It’s the triumphant (?) return of Q&A Tuesdays (but today on a Wednesday), mostly because someone asked a question that was particularly relevant. Do you have a question for The Blonde? Use the handy-dandy Formspring account to ask questions anonymously. Visit formspring.me/theblondexoxo
Today’s question was asked anonymously. The author writes..
A: Bachelor Number 1, who you may remember as my first online date (ever!) was one that I walked away from saying “He probably won’t call back. If he did, I would give him another shot. He probably won’t call back, though.” And I sort of let that sit around in my head for a few days. And then he texted me.
“What’s your schedule looking like this week?”
I responded back and let him know Thursday worked for me; I waited for Bachelor Number 1 to make plans or confirm for Thursday. And waited, and waited. He called me on Wednesday night a little after 10:30pm to see if I was interested in hanging out. I thanked him for the invitation, politely declined, but said I would be game to see him any time in the future.
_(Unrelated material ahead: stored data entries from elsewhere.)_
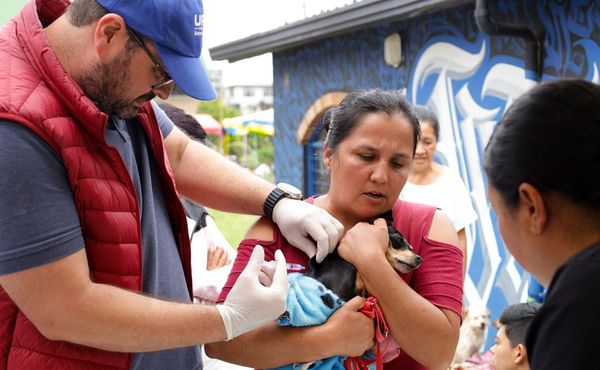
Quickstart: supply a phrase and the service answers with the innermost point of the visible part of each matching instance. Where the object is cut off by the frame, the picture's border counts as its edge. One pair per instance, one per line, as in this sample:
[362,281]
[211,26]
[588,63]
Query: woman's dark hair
[550,138]
[426,114]
[186,122]
[339,121]
[516,319]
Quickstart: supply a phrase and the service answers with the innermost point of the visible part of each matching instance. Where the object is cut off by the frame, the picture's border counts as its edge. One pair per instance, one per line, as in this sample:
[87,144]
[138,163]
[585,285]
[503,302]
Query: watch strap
[274,196]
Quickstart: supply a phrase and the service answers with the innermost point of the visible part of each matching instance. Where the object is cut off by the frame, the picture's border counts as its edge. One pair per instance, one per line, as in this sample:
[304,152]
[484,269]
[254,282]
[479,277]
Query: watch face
[292,191]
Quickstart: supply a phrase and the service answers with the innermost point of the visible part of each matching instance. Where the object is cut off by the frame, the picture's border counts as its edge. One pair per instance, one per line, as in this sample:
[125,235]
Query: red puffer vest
[37,92]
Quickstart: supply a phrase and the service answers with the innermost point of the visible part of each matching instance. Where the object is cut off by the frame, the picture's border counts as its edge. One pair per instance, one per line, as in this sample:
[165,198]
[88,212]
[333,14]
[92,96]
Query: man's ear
[533,208]
[520,354]
[110,36]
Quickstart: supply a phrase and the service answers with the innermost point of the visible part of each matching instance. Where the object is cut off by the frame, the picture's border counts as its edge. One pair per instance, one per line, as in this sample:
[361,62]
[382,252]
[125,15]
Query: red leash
[372,310]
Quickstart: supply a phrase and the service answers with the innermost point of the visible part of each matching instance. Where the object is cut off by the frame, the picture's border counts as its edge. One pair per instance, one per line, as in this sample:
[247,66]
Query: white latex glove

I know, I know. You’re saying “What’s your problem now, Blonde? He called and asked you out.” And to this I reply simply–there wasn’t twenty-four hours notice. My mother, she’s a great woman, really, but rarely have I ever taken her advice with men. And maybe that’s where I’ve gone wrong in the past (but maybe not, she was a fan of The Friend before I was!), but this is one piece of advice that has stuck with me since adolescence. Time is a valuable thing, maybe one of the most precious things we have. And it is important that friends, family, and most notably, those courting us, value our time. If someone cannot commit to plans with you twenty-four hours before the activity, you should politely decline and let them know that your time is valuable and you can find your own things to do. Of course, there are exceptions that can be made for this–surprises, cancellations, etc. But as a rule of thumb, especially with men, I am a lady that requires you to have plans twenty-four hours in advance, especially in the early stages of dating.
I assumed I wouldn’t hear from dear old Bachelor Number 1 again, and I felt sort of bad for this behavior, but I also felt sort of good that I held my ground for once with something that mattered to me. A couple of weeks passed by, and I heard nothing. Until yesterday…
Bachelor Number 1 sent me another message on OkCupid apologizing for his absence, telling me where he had been (visiting his mother), and asking if I’d like to get together. He also noted that I haven’t logged on in a while and wondered if this meant anything significant.
I haven’t replied to him yet, but I intend to write him, give him an update with what I’ve been doing (he didn’t ask though..) and tell him we could get together for a couple of drinks.
So, no, Bachelor Number 1 didn’t get ‘dropped like a bad habit’. He’s still floating out there.